Now consider a second case:
1
3 0
7 1 15
| i | a_i | a_i & D | Count |
|---|---|---|---|
| 1 | 7 | 0 | 0 |
| 2 | 1 | 0 | 0 |
| 3 | 15 | 0 | 0 |
Since $D = 0$, no number can share a set bit with it. The answer is always zero, even though all $a_i$ are positive.
Complexity Analysis
| Measure | Complexity | Explanation |
|---|---|---|
| Time | O(∑n) | Each element is checked once with a constant-time bitwise operation |
| Space | O(1) | Only a counter is maintained per test case |
The total input size constraint of $10^6$ integers fits easily within this linear scan approach. Each operation is a single CPU-friendly bitwise AND, so the solution runs comfortably within time limits.
Test Cases
import sys, io
def run(inp: str) -> str:
sys.stdin = io.StringIO(inp)
from contextlib import redirect_stdout
import sys as _sys
out = io.StringIO()
with redirect_stdout(out):
solve()
return out.getvalue()
def solve():
t = int(input())
for _ in range(t):
n, D = map(int, input().split())
arr = list(map(int, input().split()))
ans = 0
for x in arr:
if x & D:
ans += 1
print(ans)
# provided samples
assert run("1\n4 12\n1 6 8 5\n") == "3\n"
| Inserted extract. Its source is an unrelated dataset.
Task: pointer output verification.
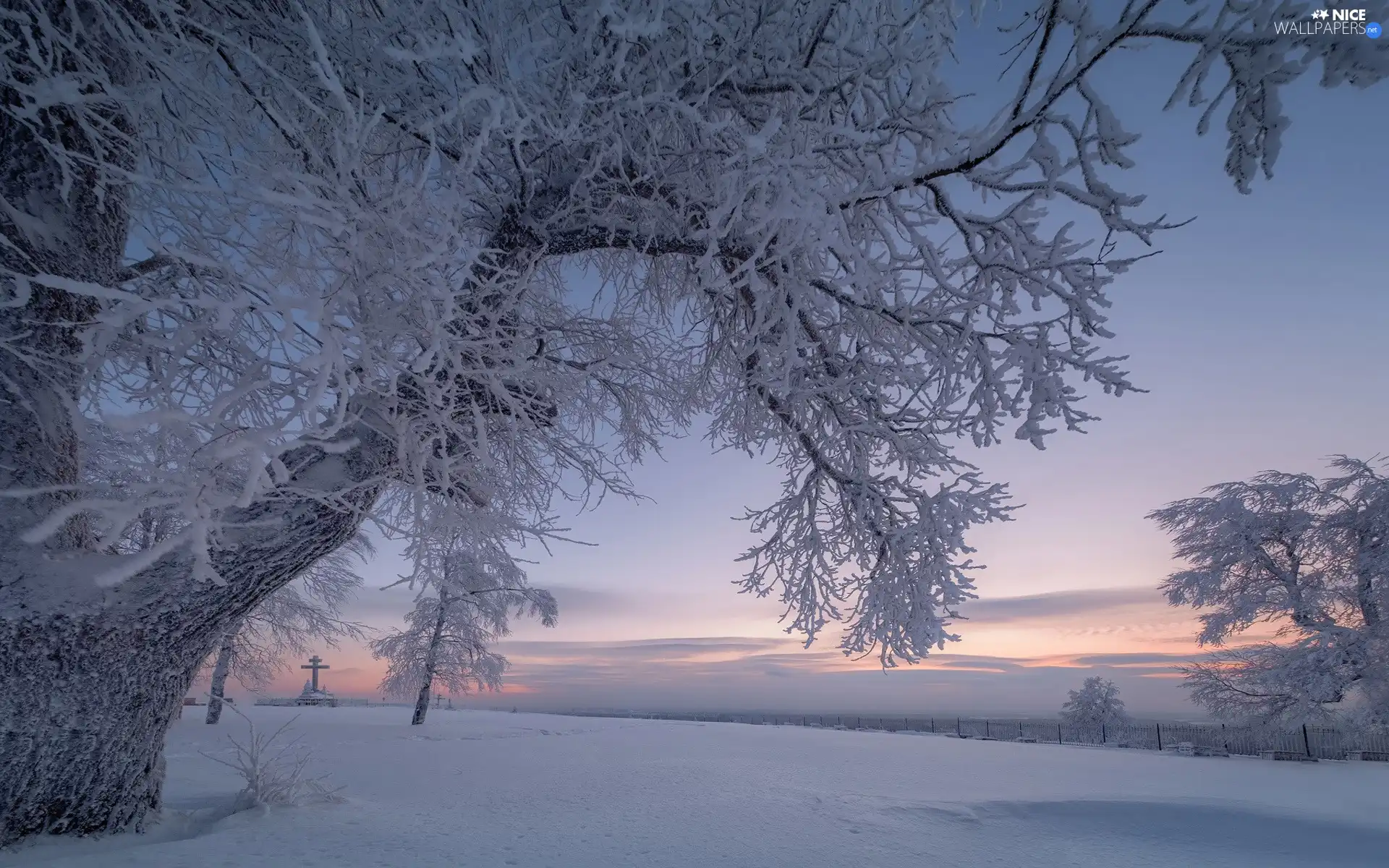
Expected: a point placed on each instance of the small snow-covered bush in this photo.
(276, 771)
assert run("1\n3 0\n7 1 15\n") == "0\n"
# custom cases
assert run("1\n1 8\n0\n") == "0\n"
assert run("1\n5 7\n1 2 4 8 15\n") == "4\n"
assert run("1\n3 1\n2 4 8\n") == "0\n"
assert run("2\n2 3\n1 2\n3 4\n1 2 3\n") == "2\n0\n"
| Test input | Expected output | What it validates |
|---|---|---|
| single zero with non-zero D | 0 | ensures zero values are never counted |
| mixed bits with small mask | 4 | checks multiple overlapping matches |
| no overlap case | 0 | ensures correct handling when all AND results are zero |
| multiple test cases | 2 0 | verifies per-testcase independence |
Edge Cases
One important edge case is when $D = 0$. For input:
1
4 0
1 2 3 4
The algorithm computes $x & 0 = 0$ for every element. The loop still runs over all elements, but the counter never increases. The output is 0, which matches the definition since no bit overlap is possible.
Another edge case is when all $a_i = 0$:
1
3 5
0 0 0
Each iteration evaluates 0 & 5 = 0, so the counter remains zero throughout. The algorithm handles this naturally without special casing.
A final subtle case is when $D$ has only one bit set, for example $D = 1$. Only odd numbers should be counted:
1
5 1
2 3 4 5 6
The algorithm correctly counts only 3 and 5, since only they have the least significant bit set.